What do comma-separated integers in a GROUP BY statement accomplish? - sql

I have a query like this:
SELECT col1, col2, col3, col4, col5, SUM(col6) AS total
FROM table_name
WHERE col1 < 99999
GROUP BY 1,2,3,4,5
What does the GROUP BY statement actually accomplish here? The query does not work properly without the comma-separated integers.

It is equivalent to writing:
SELECT col1, col2, col3, col4, col5, SUM(col6) AS total
FROM table_name
WHERE col1 < 99999
GROUP BY col1, col2, col3, col4, col5
The numbers are the values/columns in the select-list expressed by ordinal position in the list, starting with 1.
The numbers used to mandatory; then the ability to use the expressions in the select-list was added.

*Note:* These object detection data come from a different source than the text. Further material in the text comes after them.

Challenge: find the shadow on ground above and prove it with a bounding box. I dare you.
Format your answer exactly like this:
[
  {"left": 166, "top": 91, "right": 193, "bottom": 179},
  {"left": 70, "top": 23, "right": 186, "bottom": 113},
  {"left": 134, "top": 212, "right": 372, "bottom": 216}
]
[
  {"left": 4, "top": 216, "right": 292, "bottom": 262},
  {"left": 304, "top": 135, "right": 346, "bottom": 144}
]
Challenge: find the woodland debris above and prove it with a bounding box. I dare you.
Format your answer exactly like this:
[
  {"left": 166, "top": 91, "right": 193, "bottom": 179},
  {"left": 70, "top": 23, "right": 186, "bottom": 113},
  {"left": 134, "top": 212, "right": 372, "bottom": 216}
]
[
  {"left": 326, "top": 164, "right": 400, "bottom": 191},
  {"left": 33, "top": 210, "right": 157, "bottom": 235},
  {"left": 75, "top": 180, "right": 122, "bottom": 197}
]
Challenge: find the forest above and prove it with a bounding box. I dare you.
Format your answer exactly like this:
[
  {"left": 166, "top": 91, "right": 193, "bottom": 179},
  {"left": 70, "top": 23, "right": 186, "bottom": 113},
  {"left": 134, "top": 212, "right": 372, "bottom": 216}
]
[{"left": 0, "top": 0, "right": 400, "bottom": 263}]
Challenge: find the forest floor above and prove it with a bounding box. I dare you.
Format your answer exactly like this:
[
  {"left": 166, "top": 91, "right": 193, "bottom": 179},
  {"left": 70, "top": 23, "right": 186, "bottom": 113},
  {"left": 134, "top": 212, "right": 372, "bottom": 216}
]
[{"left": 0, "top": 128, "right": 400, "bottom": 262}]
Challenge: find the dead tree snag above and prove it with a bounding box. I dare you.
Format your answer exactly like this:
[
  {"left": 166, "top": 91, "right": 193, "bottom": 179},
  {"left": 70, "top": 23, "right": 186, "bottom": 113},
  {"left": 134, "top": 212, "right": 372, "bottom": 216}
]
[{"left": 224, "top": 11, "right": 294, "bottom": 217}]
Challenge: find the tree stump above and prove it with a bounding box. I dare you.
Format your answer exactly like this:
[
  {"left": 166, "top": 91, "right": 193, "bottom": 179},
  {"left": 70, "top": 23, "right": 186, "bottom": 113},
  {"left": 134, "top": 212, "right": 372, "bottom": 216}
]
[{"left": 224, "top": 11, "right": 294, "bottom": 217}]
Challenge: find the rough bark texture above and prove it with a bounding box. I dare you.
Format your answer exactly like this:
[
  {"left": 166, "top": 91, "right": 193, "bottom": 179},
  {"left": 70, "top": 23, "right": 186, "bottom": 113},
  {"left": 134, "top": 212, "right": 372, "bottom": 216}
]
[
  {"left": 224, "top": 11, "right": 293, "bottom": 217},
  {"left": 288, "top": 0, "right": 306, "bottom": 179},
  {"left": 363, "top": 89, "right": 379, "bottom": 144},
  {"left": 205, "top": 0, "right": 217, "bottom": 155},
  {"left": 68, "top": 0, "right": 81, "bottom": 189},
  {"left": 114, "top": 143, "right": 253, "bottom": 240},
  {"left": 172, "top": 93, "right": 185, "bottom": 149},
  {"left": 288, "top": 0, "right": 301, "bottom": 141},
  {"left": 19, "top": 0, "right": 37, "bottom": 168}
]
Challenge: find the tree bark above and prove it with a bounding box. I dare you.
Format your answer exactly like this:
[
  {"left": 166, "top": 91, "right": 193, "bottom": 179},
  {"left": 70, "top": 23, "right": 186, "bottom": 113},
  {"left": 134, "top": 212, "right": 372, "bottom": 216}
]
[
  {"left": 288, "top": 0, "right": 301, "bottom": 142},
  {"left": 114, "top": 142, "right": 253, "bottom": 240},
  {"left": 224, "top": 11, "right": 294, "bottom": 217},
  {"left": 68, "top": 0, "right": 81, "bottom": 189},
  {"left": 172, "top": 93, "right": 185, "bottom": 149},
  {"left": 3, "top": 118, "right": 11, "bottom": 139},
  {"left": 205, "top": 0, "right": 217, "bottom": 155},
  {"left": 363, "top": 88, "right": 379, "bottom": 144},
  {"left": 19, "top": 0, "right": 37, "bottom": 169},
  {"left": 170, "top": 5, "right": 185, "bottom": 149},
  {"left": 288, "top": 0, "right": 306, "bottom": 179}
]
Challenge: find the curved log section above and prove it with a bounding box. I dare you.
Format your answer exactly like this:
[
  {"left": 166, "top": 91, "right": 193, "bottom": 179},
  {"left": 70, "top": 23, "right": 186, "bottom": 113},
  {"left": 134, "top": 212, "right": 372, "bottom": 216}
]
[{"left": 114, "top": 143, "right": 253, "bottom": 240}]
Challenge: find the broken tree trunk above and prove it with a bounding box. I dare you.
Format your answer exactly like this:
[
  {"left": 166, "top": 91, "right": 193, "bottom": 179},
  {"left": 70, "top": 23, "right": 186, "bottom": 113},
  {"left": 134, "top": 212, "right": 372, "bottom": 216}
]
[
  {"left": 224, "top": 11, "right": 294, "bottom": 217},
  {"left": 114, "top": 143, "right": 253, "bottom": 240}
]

The expressions can get unwieldy, and not all DBMS allow you to use 'display labels' or 'column aliases' from the select-list in the GROUP BY clause, so occasionally using the column numbers is helpful.
In your example, it would be better to use the names - they are simple. And, in general, use names rather than numbers whenever you can.

My guess is that your database product allows for referencing columns in the Group By by position as opposed to only by column name (i.e., 1 for the first column, 2 for the second column etc.) If so, this is a proprietary feature and is not recommended because of portability and (arguably) readability issues (But can admittedly be handy for a quick and dirty query).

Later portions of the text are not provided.